Let’s take a moment to understand the requirements of this algorithm. The first constraint is the mathematical requirements of the function. We require that the function takes a single real number, returns a single real number, is continuous – if one were to plot this function, the line would have no jumps – and that it has at least one positive value and at least one negative value. We cannot check that the function is continuous in the code.
The function will still run if this is not the case, but might not produce a meaningful answer (garbage in, garbage out); this is quite typical of numerical algorithms. The other conditions can be checked. For instance, we can check that the function is positive at one value and negative at the other rather simply, but we omit these checks in the preceding code to save space.
Function-like objects
In C++, we can define classes that have an operator() member function, which allows instances of the classes to be called like functions. These are surprisingly useful because they interact better with the template mechanism. (Function pointers cannot be meaningfully default-constructed, but function-like objects can.) The standard library contains several function-like objects in the functional header, including std::less and std::hash. These objects are used as default template parameters for containers such as std::map and std::unordered_map, and also in algorithms.

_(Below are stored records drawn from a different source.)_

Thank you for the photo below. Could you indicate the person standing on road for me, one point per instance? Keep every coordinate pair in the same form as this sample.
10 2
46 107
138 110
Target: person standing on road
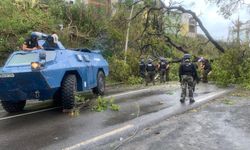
142 68
205 69
163 68
187 75
150 68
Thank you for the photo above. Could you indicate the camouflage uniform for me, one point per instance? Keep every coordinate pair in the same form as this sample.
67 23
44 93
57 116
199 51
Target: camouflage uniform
187 75
142 69
163 68
150 68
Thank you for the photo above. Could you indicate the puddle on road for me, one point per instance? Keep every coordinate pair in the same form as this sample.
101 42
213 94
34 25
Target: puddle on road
144 95
131 112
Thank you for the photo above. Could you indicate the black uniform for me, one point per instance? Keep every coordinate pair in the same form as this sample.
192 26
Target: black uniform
206 69
142 69
187 75
163 70
31 43
150 68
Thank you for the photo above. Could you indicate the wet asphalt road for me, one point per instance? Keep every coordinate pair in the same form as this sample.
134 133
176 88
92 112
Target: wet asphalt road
53 129
223 124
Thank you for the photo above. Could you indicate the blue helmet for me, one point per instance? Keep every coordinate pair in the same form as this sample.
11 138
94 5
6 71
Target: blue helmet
33 36
186 56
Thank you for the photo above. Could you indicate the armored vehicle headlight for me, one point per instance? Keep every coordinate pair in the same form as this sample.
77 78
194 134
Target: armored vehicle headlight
35 65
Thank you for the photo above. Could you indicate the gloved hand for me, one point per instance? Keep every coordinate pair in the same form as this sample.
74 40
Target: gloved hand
197 80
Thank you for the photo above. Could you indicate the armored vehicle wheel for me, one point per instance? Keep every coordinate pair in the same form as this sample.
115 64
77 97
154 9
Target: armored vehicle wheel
57 98
68 90
100 88
13 107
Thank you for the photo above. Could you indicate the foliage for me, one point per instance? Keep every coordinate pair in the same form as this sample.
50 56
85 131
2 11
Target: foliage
233 67
133 80
104 103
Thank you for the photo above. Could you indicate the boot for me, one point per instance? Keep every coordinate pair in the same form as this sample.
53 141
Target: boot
191 100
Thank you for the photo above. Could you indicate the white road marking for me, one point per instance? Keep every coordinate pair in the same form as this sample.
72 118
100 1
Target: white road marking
29 113
113 132
34 112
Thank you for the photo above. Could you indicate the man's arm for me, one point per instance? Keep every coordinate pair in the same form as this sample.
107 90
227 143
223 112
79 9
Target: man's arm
25 47
180 72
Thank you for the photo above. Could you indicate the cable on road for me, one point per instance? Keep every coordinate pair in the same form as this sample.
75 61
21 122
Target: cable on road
135 132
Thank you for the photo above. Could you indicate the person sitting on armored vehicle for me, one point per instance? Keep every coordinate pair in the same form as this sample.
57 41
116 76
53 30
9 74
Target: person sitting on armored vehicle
51 42
31 43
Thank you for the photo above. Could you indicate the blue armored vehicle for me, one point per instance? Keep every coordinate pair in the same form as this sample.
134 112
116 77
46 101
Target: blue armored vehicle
51 73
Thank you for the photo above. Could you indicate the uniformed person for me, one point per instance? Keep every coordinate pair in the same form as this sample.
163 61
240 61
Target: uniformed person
150 68
142 68
163 68
187 75
205 69
31 43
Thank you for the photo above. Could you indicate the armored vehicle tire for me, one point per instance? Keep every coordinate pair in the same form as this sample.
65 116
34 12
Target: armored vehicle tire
13 107
68 90
100 88
57 98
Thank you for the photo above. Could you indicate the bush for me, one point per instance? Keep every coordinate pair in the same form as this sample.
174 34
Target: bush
232 68
119 70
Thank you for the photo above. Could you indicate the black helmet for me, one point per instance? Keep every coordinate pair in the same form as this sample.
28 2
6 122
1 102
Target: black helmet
142 60
162 58
150 60
187 56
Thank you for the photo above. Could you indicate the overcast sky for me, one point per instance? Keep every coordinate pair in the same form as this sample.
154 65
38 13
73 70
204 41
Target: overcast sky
208 13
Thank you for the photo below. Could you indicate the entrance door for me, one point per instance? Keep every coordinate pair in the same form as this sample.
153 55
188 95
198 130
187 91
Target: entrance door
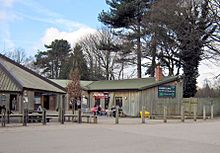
46 102
13 102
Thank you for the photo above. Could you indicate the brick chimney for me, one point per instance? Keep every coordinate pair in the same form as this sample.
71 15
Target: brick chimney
158 73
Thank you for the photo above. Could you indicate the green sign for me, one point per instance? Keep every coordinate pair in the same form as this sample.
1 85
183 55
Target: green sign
167 91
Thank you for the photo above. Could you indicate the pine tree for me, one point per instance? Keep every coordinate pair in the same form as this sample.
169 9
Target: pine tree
127 14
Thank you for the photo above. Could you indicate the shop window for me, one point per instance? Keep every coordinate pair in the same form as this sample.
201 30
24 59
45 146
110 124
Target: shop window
97 101
118 101
106 103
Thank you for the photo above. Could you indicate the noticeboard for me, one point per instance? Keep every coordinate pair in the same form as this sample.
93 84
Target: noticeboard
167 91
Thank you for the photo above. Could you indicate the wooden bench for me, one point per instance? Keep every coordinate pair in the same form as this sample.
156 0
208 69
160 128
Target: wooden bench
87 116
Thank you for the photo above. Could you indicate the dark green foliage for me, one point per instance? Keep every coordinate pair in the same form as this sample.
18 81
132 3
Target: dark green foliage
191 27
79 62
127 14
53 61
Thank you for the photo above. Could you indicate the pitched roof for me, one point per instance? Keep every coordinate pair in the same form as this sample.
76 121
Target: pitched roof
64 83
25 78
128 84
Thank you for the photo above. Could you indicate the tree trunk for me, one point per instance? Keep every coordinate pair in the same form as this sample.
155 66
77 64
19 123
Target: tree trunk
139 53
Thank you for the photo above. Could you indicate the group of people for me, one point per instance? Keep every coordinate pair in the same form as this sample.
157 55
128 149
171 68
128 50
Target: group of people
98 110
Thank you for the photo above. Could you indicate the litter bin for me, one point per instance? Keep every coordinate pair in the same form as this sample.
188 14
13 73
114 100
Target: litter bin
146 114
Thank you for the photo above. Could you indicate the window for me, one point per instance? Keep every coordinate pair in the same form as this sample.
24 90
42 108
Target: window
118 101
97 101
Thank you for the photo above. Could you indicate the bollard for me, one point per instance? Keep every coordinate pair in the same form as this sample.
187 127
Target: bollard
44 117
3 118
79 116
88 119
95 119
212 111
204 113
25 117
182 113
165 114
143 113
62 117
195 113
117 115
8 116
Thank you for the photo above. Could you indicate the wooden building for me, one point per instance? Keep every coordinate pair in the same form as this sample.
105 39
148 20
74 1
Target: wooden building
132 94
16 79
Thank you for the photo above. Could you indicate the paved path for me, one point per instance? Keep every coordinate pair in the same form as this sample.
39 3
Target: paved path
130 136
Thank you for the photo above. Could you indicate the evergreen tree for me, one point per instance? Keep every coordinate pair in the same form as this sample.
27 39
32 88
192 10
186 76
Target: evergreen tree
73 88
79 62
53 61
127 14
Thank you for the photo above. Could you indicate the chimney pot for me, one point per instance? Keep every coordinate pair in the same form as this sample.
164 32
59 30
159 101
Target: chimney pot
158 73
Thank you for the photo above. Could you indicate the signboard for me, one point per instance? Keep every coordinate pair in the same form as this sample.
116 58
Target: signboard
167 91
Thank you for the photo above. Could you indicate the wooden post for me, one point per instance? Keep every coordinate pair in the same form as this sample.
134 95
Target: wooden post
165 114
204 113
8 116
62 117
44 117
195 112
95 119
182 113
117 115
3 117
143 113
79 116
25 117
212 111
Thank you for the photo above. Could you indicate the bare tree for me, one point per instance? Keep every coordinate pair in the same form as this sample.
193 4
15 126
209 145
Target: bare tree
105 53
19 55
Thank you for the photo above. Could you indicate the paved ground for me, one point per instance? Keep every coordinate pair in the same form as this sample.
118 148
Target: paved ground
130 136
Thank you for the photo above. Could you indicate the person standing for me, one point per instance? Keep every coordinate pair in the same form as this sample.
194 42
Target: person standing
14 104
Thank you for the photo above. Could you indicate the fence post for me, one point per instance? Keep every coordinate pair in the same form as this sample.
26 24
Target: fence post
79 116
165 114
8 116
182 113
195 112
117 115
95 119
204 112
143 113
62 116
25 117
44 117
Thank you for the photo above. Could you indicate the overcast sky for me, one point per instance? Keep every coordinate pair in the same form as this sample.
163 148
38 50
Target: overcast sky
29 24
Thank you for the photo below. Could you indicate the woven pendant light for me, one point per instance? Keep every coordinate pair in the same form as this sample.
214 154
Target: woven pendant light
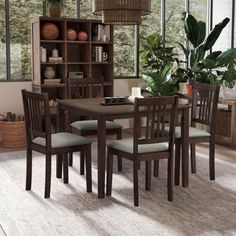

Function-like objects also include lambda functions, which are really syntactic sugar that the compiler turns into a class definition during compilation. Captured variables are just data members of this class that are injected into the call function body. Lambdas are a very useful means of declaring function-like objects. Our previous examples illustrate this perfectly.
More generally, callable classes can be used to represent functions that carry internal state (non-pure functions). A good example of where this is useful is if your function has some implicit random state. The class can maintain the random generator (e.g., std::mt19937) that is used to inject random state whenever the function is called. Here is an example.
#include <random>
class FunctionWithNoise {
std::mt19937 m_rng;
std::normal_distribution<double> m_dist;
public:
double operator()(double arg) noexcept {
auto noise = m_dist(m_rng);
return 2.*arg + 1 + noise;
}
};
Such a function would be useful in simulating data, where we need to generate large amounts of data that follows a known trend, but includes some randomly generated noise. For instance, this class could be useful for testing the performance of an inference pipeline.
Functions are very useful, but they are limited by the fact that they cannot usually hold state. Function objects can carry state, but this is a very poor reflection of the flexibility and power of fully object-oriented programming. In the next section, we will see how to make use of all the features of classes and inheritance to build truly flexible systems.